From In Pursuit of Tea:
"Hailing from evergreen-covered peaks nearly 5,000 feet in elevation, this Taiwanese oolong tea is nurtured under unique conditions: Cool nights and frequent fog result in slower leaf growth, which encourage distinctive balsam notes and a rich fragrance to develop. After being hand-picked, the leaves undergo slight oxidization during a careful rolling process, and are finished with a light roasting. Once infused, note the sweet aromas of plum jam and sundried tomato that emerge; bright, green flavors shine beneath the delicate, yet structured, charcoal roast. The body deepens over subsequent infusions, opening with savory hints of butter and mushroom. Enjoy several rounds to appreciate the dynamic nature of these leaves."


San Pedro Yosotatu - George Howell

This delicious light roast was my first experience with a Mexican single-origin coffee.  I found it to be pleasantly limey while still rooted in a nice milk chocolate flavor profile.  Maybe even chocolate-covered pineapple?  Juicy and fresh.  Based on the aroma when I opened the bag, I expected the coffee to present as much lighter than it did.

From George Howell:

"Twenty to thirty farmers, mostly women, led by Madelina Lopez, came together around the community of San Pedro Yosotatu to produce small fine quality lots of the traditional Oaxacan Typica variety mixed with a little Bourbon. While not organic certified, they are using organic methods.
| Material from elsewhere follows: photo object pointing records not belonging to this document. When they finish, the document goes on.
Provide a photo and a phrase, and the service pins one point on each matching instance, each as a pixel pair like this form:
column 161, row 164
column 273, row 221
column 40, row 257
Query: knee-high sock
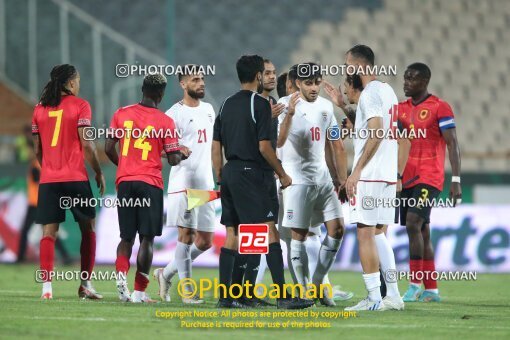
column 171, row 269
column 262, row 270
column 313, row 245
column 227, row 258
column 299, row 260
column 289, row 262
column 373, row 284
column 183, row 260
column 46, row 257
column 252, row 269
column 387, row 262
column 88, row 252
column 327, row 255
column 275, row 263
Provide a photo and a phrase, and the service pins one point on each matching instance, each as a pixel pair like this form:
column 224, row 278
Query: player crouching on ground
column 139, row 178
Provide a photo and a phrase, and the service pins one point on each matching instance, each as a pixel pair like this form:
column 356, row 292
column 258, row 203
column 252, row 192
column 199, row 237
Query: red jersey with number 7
column 57, row 127
column 143, row 132
column 427, row 155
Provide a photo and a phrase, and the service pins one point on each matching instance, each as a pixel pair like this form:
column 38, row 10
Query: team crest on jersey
column 424, row 115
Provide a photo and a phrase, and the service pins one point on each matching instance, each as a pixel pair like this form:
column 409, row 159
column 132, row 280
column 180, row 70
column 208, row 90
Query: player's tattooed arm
column 89, row 148
column 371, row 146
column 287, row 121
column 217, row 159
column 450, row 137
column 37, row 148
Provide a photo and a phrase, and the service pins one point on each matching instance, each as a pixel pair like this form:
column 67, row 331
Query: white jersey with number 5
column 196, row 127
column 377, row 100
column 303, row 155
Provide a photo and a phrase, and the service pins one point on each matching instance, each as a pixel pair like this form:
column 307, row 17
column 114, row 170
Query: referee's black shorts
column 54, row 199
column 146, row 220
column 248, row 194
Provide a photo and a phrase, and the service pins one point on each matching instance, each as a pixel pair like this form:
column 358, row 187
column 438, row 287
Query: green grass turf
column 470, row 310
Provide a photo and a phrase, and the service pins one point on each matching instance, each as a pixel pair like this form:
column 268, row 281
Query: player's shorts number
column 140, row 143
column 56, row 132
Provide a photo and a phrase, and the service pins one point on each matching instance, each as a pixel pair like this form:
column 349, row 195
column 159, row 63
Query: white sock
column 373, row 285
column 262, row 269
column 299, row 260
column 313, row 245
column 171, row 269
column 289, row 262
column 327, row 255
column 47, row 287
column 183, row 260
column 387, row 261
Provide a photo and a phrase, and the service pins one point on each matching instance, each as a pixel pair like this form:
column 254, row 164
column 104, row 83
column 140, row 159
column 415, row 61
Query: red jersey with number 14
column 57, row 128
column 426, row 158
column 140, row 151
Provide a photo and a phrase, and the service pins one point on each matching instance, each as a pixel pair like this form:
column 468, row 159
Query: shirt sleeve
column 263, row 118
column 170, row 140
column 85, row 114
column 217, row 129
column 445, row 116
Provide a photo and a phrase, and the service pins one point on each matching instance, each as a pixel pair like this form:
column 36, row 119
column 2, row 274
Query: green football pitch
column 469, row 310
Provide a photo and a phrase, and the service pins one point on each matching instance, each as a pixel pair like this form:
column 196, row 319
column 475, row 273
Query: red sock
column 122, row 264
column 88, row 251
column 141, row 281
column 428, row 268
column 415, row 269
column 46, row 257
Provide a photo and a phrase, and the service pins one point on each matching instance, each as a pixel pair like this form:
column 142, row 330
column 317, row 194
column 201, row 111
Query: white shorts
column 362, row 209
column 307, row 206
column 202, row 218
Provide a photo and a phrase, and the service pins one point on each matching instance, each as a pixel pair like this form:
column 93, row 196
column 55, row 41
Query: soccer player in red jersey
column 58, row 130
column 424, row 172
column 147, row 132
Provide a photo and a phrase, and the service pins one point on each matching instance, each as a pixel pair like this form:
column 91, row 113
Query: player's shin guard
column 275, row 263
column 141, row 281
column 227, row 259
column 428, row 278
column 252, row 269
column 299, row 260
column 416, row 271
column 327, row 255
column 88, row 252
column 122, row 265
column 387, row 261
column 313, row 246
column 47, row 257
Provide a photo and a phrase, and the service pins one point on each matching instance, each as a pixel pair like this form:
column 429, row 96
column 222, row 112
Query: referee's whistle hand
column 285, row 181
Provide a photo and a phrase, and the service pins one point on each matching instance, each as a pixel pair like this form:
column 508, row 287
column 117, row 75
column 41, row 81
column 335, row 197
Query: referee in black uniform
column 243, row 127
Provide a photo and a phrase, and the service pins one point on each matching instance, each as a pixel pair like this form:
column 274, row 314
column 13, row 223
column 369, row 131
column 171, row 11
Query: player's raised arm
column 90, row 152
column 287, row 121
column 450, row 137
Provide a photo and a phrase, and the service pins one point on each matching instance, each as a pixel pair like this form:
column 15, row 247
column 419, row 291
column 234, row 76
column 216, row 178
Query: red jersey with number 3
column 57, row 127
column 140, row 150
column 427, row 155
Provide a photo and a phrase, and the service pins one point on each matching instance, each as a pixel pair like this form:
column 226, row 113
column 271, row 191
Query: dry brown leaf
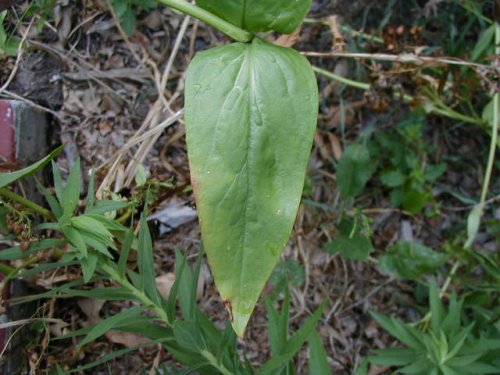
column 336, row 146
column 288, row 40
column 58, row 328
column 91, row 308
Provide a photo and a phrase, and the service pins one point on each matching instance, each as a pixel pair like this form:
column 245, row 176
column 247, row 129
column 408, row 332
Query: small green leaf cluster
column 353, row 240
column 8, row 44
column 247, row 105
column 398, row 158
column 409, row 260
column 442, row 344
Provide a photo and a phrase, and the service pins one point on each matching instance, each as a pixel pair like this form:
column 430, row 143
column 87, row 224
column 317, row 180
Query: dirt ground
column 101, row 89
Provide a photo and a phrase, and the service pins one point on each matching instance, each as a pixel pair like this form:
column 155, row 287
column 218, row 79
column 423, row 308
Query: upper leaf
column 251, row 114
column 260, row 15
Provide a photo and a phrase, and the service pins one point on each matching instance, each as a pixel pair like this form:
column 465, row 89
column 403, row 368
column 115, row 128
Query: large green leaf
column 251, row 113
column 260, row 15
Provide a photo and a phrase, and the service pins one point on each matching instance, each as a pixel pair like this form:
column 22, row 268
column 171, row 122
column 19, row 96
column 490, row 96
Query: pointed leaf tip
column 247, row 107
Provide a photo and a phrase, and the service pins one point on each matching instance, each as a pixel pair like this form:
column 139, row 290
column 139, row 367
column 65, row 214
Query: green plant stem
column 32, row 206
column 213, row 361
column 494, row 130
column 141, row 296
column 495, row 126
column 162, row 314
column 227, row 28
column 349, row 30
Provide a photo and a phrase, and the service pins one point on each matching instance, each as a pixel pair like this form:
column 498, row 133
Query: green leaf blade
column 260, row 15
column 8, row 178
column 251, row 112
column 354, row 170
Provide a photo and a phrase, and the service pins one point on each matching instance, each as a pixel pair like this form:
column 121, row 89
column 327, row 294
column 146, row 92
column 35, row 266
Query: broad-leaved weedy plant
column 251, row 110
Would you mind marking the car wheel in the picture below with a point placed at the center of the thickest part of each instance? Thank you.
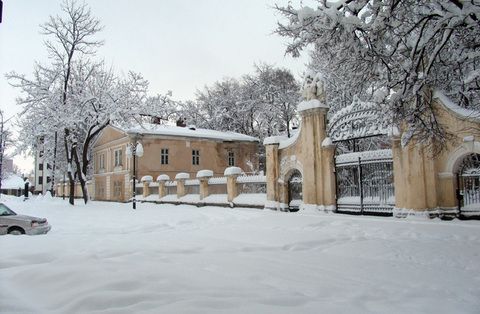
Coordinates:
(16, 231)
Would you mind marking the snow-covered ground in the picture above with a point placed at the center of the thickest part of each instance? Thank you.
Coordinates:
(107, 258)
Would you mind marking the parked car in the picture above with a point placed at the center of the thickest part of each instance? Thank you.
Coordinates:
(11, 223)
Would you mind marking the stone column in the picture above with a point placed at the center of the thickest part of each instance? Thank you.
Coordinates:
(161, 179)
(329, 184)
(271, 152)
(414, 177)
(180, 178)
(146, 182)
(203, 176)
(232, 173)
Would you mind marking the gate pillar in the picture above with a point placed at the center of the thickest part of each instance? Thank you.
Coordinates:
(414, 177)
(271, 150)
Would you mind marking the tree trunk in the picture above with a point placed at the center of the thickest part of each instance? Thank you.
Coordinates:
(81, 175)
(71, 197)
(54, 163)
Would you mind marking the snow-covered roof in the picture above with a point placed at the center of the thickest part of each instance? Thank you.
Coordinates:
(449, 104)
(168, 130)
(13, 182)
(230, 171)
(311, 104)
(147, 179)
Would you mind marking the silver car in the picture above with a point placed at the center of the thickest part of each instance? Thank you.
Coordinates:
(12, 223)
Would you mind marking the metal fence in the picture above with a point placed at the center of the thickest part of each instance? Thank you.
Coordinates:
(364, 183)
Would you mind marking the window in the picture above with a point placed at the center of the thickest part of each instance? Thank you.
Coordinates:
(118, 157)
(231, 159)
(195, 157)
(117, 188)
(164, 156)
(101, 161)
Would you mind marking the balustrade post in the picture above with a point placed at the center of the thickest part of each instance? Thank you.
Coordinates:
(232, 190)
(146, 183)
(203, 176)
(180, 178)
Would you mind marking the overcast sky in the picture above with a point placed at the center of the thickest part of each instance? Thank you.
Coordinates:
(177, 45)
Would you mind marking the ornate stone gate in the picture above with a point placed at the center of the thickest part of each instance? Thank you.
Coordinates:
(410, 182)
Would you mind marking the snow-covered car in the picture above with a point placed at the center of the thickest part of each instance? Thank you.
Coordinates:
(11, 223)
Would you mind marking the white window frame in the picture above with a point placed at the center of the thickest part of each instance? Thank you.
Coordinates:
(195, 157)
(118, 157)
(101, 161)
(231, 159)
(164, 156)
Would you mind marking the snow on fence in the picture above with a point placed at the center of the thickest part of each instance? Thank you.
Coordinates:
(252, 184)
(171, 187)
(248, 190)
(217, 185)
(192, 186)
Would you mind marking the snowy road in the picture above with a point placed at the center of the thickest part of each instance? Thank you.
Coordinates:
(107, 258)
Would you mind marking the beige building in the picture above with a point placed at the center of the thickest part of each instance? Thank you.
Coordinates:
(166, 150)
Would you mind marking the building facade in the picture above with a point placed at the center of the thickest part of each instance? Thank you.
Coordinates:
(166, 150)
A distinct Oaxacan coffee flavor profile emerges after being submerged in large lot regional blends for many years!"

Brew method: French Press
Water: 510g
Coffee: 40g

Tuesday, March 31, 2020

Spinach Cooked in Butter

This is my new favorite way to cook spinach.  It's very simple, but really good.
Finely dice one large clove of garlic.  Set a cast iron pan on medium heat and add a knob of butter.  Sautee the garlic until quietly fragrant, add a pinch of chili flakes, then a fistful of spinach.  Salt and pepper.  Toss the spinach to coat with butter, and cook until wilted.  Then add some more spinach--you'll be surprised how much spinach you can cook in this manner.  Continue to add salt & pepper in small amounts as you add more greens to the pan.  Taste for seasoning and serve.

Monday, March 30, 2020

Ketogenic Chicken Soup

Roasting a chicken is pretty much a weekly tradition in this household--I like making soup from the leftovers.  It's Spring and I want leeks, onions, garlic in just about everything.
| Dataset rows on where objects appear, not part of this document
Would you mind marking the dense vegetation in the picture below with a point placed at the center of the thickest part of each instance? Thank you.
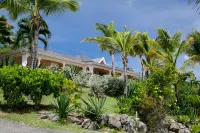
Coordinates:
(162, 90)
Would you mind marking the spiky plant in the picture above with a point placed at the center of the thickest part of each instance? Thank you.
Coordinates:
(35, 9)
(62, 106)
(93, 107)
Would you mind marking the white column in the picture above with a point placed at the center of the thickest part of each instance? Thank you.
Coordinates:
(39, 59)
(24, 59)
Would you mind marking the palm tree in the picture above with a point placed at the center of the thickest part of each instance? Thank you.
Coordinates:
(171, 47)
(25, 35)
(6, 33)
(108, 31)
(145, 50)
(195, 2)
(35, 9)
(124, 42)
(193, 50)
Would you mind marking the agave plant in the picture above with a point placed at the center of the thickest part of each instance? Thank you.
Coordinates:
(8, 61)
(62, 106)
(93, 108)
(71, 71)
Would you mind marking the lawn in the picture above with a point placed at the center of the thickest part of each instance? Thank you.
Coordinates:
(31, 117)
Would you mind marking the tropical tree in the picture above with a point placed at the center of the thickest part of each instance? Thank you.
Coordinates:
(124, 42)
(170, 48)
(193, 50)
(195, 2)
(6, 34)
(146, 51)
(25, 35)
(35, 9)
(108, 31)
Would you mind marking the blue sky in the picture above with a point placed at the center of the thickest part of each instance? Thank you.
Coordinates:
(69, 29)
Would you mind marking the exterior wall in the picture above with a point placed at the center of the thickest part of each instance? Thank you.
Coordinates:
(46, 58)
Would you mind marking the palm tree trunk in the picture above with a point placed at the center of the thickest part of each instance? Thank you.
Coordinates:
(36, 33)
(31, 51)
(177, 92)
(140, 57)
(113, 64)
(35, 48)
(125, 74)
(147, 71)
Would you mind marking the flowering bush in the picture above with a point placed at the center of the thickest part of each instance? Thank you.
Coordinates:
(11, 83)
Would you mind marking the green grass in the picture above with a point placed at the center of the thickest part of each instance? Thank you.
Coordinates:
(31, 117)
(33, 120)
(110, 105)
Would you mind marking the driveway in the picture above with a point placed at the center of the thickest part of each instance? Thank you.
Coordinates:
(14, 127)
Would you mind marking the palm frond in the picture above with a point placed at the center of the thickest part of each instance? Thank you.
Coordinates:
(54, 6)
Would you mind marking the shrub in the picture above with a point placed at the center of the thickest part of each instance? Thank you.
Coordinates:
(98, 84)
(93, 108)
(82, 79)
(71, 71)
(195, 128)
(136, 93)
(183, 119)
(68, 87)
(41, 82)
(152, 112)
(62, 106)
(11, 84)
(115, 87)
(124, 105)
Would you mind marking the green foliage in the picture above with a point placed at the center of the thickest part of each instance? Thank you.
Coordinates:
(160, 85)
(62, 106)
(115, 87)
(189, 100)
(71, 71)
(136, 92)
(152, 112)
(11, 83)
(41, 82)
(124, 105)
(6, 33)
(8, 61)
(4, 50)
(195, 128)
(93, 108)
(98, 84)
(82, 78)
(68, 87)
(183, 119)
leftover meat from a roast chicken, picked into small bits, about 1qt
good homemade chicken broth, 2qts
olive oil, about 2tbsps, maybe more
onion x 1, chopped
leeks x 3, chopped
garlic x 4 cloves, finely chopped
red pepper flakes x 1tsp
thyme x 2 sprigs
bay leaf x 1
parsley x 1 handful, chopped
kale (preferably lacinato) x 1 bunch, destemmed & chopped
squeeze of lemon juice
parmesan cheese

Wash the leeks--remove the dark green tops, slice the remaining leeks in half lengthwise, and then slice them.  Submerge in a bowl of cold water and let them soak for 10 minutes to remove the silt.  Gently raise the leeks from the water without disturbing them too much and dry them in a strainer.

Heat the olive oil in a heavy bottomed pot or dutch oven.  Add the onion & leeks, season with salt and black pepper, and sautee gently until softened.  Add the garlic, red pepper flakes, thyme, and bay leaf and stir for about 1 minute.  Add the chicken stock, raise the heat until things start to bubble, then lower it to a simmer for 15 minutes.  Add the kale and a nice pinch of salt, some more black pepper.  After about 5 minutes, add the chicken.  After another 5 minutes, add the parsley.  Let everything meld for another 5 minutes, check the seasoning, then serve.  Add a squeeze of lemon, a drizzle of olive oil, and grated parmesan to each bowl.

Frittata of the Day #10

Broccoli, red onion, chicken sausage.